Wednesday, November 10, 2010

Long Time, No Blog

A friend from Facebook put out a call for blogs - who has one? Which ones do you read? Wanna read mine? So I gave him the link. With a caveat: "It's a bit dark - read at your own risk".

The best thing about my blog - and probably the best thing about me - is that it IS - I AM - a bit dark. However, most days my humor and general zestiness collar the black dog with a ravishing fuchsia leash. I have always been able to see the hilariously absurd in situations that would otherwise be without any possibility of survival.

I haven't written because I have lacked focus. I have been lensing everything else in my sphere of existence and spent very little time on introspection. I've just had too much to do.

And if I hadn't had too much to do, I probably would have created something just to divert my attention from all things interior. Sometimes, it's just too much.

My father used to say, "boy, you're a 220 wire in a 110 world". He's right - although he had and has no real understanding of what that means. And for the past few months, introspection would have been like wading through a puddle bisected by a downed power line. Electrifying, but not necessarily in a good way.
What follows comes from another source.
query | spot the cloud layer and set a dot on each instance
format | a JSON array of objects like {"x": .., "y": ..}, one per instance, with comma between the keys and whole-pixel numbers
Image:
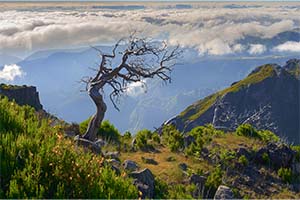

Dating has been completely unproductive. I had a torrid bout with a screaming male borderline - a crazy-rapid undulating of love me/hate me bullshit that was diagnosable in its intensity. I can't tolerate that - I almost projectile vomited him out of my driveway and my life at 4 am. Plus, he dissed my dog.

That kind of leaves me untethered right now. I have decided that I value autonomy and low acuity drama more than the idea of a relationship. I have great things in my life - great career, great friends, great home, and so much else. So why mess with the things that are working?

The remainder of this year, through the holidays, I want to redirect, reorganize, regroup. I need to relax and enjoy the intensity of my job, experience the peace of my home, and manage the many moods that come with family and holidays. I would like to go into the new year and my next birthday with a refocused perspective and hopefully some new direction. Maybe my new blog buddy can loan me some wisdom.